Der Illusion misstrauen

Zur Diorama-Schau in der Frankfurter Schirn

7 Minuten
Eine Frau, die durch ein Loch in einer alten Holztür späht, um die sie jedoch auch herumgehen könnte.

Das moderne Leben ist von Effizienzdenken geprägt und lässt kaum Zeit für die Schönheit des Lichts der Dämmerung oder einen Moment des Erstaunens über das Gelb, das die Straßen im Herbst in ein Gemälde verwandelt. Die Empfindung der Schönheit des Augenblicks können wir aber nicht entbehren und holen es uns anderswo, im Kino, bei Spektakeln aller Art oder auch im Museum.

Ein Vorläufer des Kinos ist das Diorama, das bereits zu Beginn des 19. Jahrhunderts das Publikum mit sich wandelnden Bildern in seinen Bann zog. Die Illusion von Abenteuer verspricht auch eine ganz andere Form des Dioramas: Sie zeigt Tierszenen ferner Gegenden im Naturkundemuseum. Beide Formen des Dioramas sollen überwältigen und belehren – wenn auch in unterschiedlicher Gewichtung. In beiden Fällen arbeiten Künstler, Wissenschaftler und Techniker Hand in Hand. Die Frankfurter Ausstellung „Diorama. Erfindung einer Illusion“ erzählt nun erstmals die Kulturgeschichte des Dioramas und versetzt uns in die Welt der Wunder. Sie konfrontiert uns aber auch mit der oftmals kritischen Reflexion der Illusionsmaschinen in der zeitgenössischen Kunst.

Den Ausstellungsmachern geht es zwar am Ende auch um Politik und Moral, um die Frage, ob wir überhaupt noch unterscheiden können, was real und was Illusion ist in unserem medialen Leben. Doch feiern sie auch die Welt der Wunder und der Schönheit. Und das können die Franzosen vielleicht am besten. Die Idee zur Ausstellung hatte Laurent Le Bon, eigentlich Direktor des Musée Picasso in Paris. Er ist schon seit vielen Jahren fasziniert ist vom Format des Dioramas, wie er sagt. Der Kunsthistoriker realisierte das Projekt zusammen mit Kollegen vom Palais de Tokyo in Paris und der Schirn in Frankfurt, deren Direktor das Thema begeistert aufgriff.
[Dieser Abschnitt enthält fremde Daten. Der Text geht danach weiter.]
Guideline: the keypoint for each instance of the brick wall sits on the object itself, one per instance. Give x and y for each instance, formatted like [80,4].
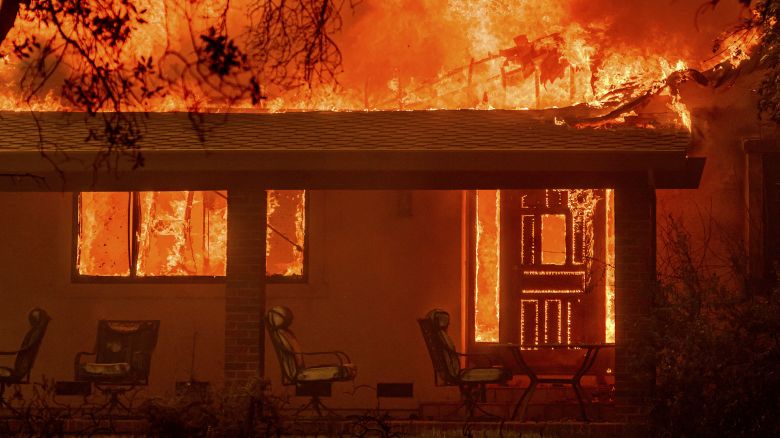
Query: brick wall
[634,273]
[245,290]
Die Kulisse eines scheinbar Feuer speienden Vulkans bei Nacht.
Einmal nachts am Golf von Neapel den Ausbruch des Vesuvs beobachten. Das Diorama von Jean Paul Favand macht's möglich.
Blick in eine Ausstellung, die verschiedene präparierte Tiere zeigt.
Tierkörper werden für das Naturkundemuseum lebensnah präpariert und in Dioramen, in szenischer Kulisse dem Publikum präsentiert.
Schwarzweißfoto, das das Innere eines Laubwaldes zeigt.
Echter Wald oder Kulisse? Hiroshi Sugimoto nahm das Bild „Original Forest“ in Northern Pennsylvania 1980 auf.
Ein Kasten auf Rollen, in dem eine Ecke mit überfüllten Mülltonnen nachgebaut ist.
Zeitgenössische Künstler wie Mark Dion haben die Idee des Dioramas aufgegriffen.